We classified outcomes in two ways: firstly, as objectively or subjectively assessed, and, secondly, as all cause mortality or other outcomes. The definition of objective and subjective outcomes was based on the extent to which outcome assessment could be influenced by investigators’ judgment. Objectively assessed outcomes included all cause mortality, measures based on a recognised laboratory procedure (such as measurement of haemoglobin concentrations), other objective measures (such as preterm birth), and surgical or instrumental outcomes (all of these were concerned with childbirth, such as caesarean section or instrumental delivery). Note that such surgical outcomes (classified as objectively assessed) depend on doctors’ decisions, which could, in the absence of blinding, be affected by knowledge of the intervention received.
Subjectively assessed outcome measures included patient reported outcomes, physician assessed disease outcomes (such as vascular events, pyelonephritis, or respiratory distress syndrome), measures combined from several outcomes, and withdrawals or study dropouts. When different methods of outcome assessment were used in different trials in the same meta-analysis we classified the review according to the most subjective method. For example, reviews of smoking cessation used “the most rigorous assessment reported by each included trial.” For some trials this was an objective measurement of exhaled carbon monoxide, for some it was repeated questionnaires, and for some it was a single interview. We therefore classified the outcome in this meta-analysis as “patient reported,” based on the trials using interviews to assess smoking behaviour.
We measured intervention effects as odds ratios. Outcome events were recoded where necessary so that an odds ratio below 1 indicated a beneficial effect of the experimental intervention.

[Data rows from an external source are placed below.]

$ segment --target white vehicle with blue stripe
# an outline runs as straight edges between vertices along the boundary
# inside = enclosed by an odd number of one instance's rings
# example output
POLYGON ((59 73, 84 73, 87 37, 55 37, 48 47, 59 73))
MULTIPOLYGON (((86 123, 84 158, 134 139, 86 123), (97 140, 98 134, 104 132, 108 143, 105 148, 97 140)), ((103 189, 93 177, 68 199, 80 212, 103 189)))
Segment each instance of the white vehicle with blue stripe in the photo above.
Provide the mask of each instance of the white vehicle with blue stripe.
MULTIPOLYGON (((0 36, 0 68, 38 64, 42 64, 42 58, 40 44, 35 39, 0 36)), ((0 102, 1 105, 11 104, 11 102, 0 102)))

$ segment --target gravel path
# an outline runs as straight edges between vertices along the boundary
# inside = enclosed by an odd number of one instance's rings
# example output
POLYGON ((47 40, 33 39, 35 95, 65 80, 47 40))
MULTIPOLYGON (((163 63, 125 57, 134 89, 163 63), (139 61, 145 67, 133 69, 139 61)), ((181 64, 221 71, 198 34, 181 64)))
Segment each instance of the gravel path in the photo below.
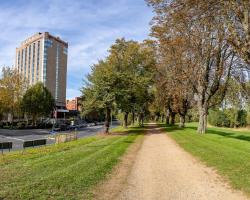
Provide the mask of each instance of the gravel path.
POLYGON ((119 200, 241 200, 214 170, 179 147, 155 125, 149 127, 119 200))

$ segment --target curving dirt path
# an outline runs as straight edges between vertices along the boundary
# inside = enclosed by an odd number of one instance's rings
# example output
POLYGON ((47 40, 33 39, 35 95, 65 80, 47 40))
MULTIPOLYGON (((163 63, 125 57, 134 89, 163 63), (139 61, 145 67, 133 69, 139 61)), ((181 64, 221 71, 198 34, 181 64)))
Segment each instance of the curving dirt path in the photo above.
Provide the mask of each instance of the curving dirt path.
POLYGON ((119 200, 241 200, 211 168, 179 147, 156 125, 135 156, 119 200))

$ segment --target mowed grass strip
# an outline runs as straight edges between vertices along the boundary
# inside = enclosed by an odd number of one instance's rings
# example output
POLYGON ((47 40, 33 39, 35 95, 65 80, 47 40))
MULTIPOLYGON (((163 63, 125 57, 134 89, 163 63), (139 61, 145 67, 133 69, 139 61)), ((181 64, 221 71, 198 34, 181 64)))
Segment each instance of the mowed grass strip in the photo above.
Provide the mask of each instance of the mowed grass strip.
POLYGON ((186 151, 250 196, 250 131, 212 127, 200 135, 196 129, 197 123, 189 123, 184 129, 166 127, 167 133, 186 151))
POLYGON ((6 154, 0 160, 0 199, 91 199, 143 128, 6 154))

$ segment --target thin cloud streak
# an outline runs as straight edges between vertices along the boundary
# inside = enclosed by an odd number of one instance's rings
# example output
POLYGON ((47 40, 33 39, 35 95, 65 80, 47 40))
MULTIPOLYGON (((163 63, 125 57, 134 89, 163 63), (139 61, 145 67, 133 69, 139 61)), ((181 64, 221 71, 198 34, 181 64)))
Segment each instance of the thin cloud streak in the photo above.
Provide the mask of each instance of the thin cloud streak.
POLYGON ((144 0, 10 0, 0 4, 0 69, 12 66, 15 48, 36 32, 48 31, 69 43, 67 97, 80 95, 90 66, 125 37, 148 37, 151 10, 144 0))

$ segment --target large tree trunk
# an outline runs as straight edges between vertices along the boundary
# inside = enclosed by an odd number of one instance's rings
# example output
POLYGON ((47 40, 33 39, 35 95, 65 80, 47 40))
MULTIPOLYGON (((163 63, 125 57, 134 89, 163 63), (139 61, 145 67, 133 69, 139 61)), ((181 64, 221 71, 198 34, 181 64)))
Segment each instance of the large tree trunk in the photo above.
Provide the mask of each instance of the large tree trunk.
POLYGON ((180 115, 180 123, 179 123, 180 128, 185 127, 185 115, 180 115))
POLYGON ((169 125, 170 123, 170 113, 169 113, 169 110, 167 109, 166 111, 166 125, 169 125))
POLYGON ((132 123, 133 125, 135 124, 135 112, 134 111, 132 112, 132 123))
POLYGON ((128 128, 128 112, 124 113, 124 128, 128 128))
POLYGON ((207 114, 208 108, 206 104, 199 104, 199 126, 197 132, 200 134, 205 134, 207 129, 207 114))
POLYGON ((111 119, 111 109, 109 107, 106 108, 105 113, 105 123, 104 123, 104 133, 109 133, 110 119, 111 119))
POLYGON ((175 115, 176 115, 175 112, 171 112, 171 113, 170 113, 170 116, 171 116, 171 122, 170 122, 170 124, 171 124, 171 125, 174 125, 174 124, 175 124, 175 115))
POLYGON ((143 116, 143 113, 140 113, 139 114, 139 125, 143 126, 143 122, 144 122, 144 116, 143 116))

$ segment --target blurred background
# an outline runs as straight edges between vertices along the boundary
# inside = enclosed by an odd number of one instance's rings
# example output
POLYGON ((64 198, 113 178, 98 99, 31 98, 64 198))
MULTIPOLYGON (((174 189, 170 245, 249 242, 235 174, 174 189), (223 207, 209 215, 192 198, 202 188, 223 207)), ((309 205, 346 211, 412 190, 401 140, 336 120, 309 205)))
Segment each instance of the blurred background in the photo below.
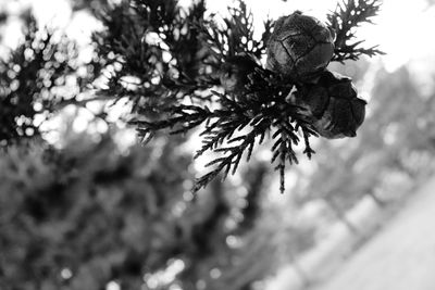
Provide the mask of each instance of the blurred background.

We calculated the combined effect estimates separately in trials with and without the characteristic of interest (inadequate or unclear allocation concealment or lack of blinding). We used logistic regression models described previously12
to estimate ratios of odds ratios comparing intervention effects in trials with and without the characteristic of interest. For example, a ratio of odds ratios of 0.7 for trials without blinding would imply that the estimates of intervention effects were exaggerated by 30% in trials without blinding compared with trials with blinding. We derived 95% confidence intervals using robust standard errors allowing for heterogeneity between meta-analyses.12
We also calculated ratios of odds ratios separately in each meta-analysis and combined these using random effects meta-analyses, in order to estimate variability between meta-analyses in the effect of trial characteristics.12
Ratios of odds ratios estimated in this way were consistent with those estimated by logistic regression and are not reported here. Note that meta-analyses in which all trials had the same value of a characteristic (for example, allocation was inadequately concealed in all trials) did not contribute to the estimated effect of that characteristic.
We included interaction terms in logistic regression models to assess whether effects of trial quality varied with the type of intervention or type of outcome. To assess whether there was confounding between the effects of allocation concealment and blinding, we estimated the effect of each characteristic on intervention effects in the same logistic regression model. All analyses were done in Stata SE version 9.0 (Stata Corporation, College Station, Texas).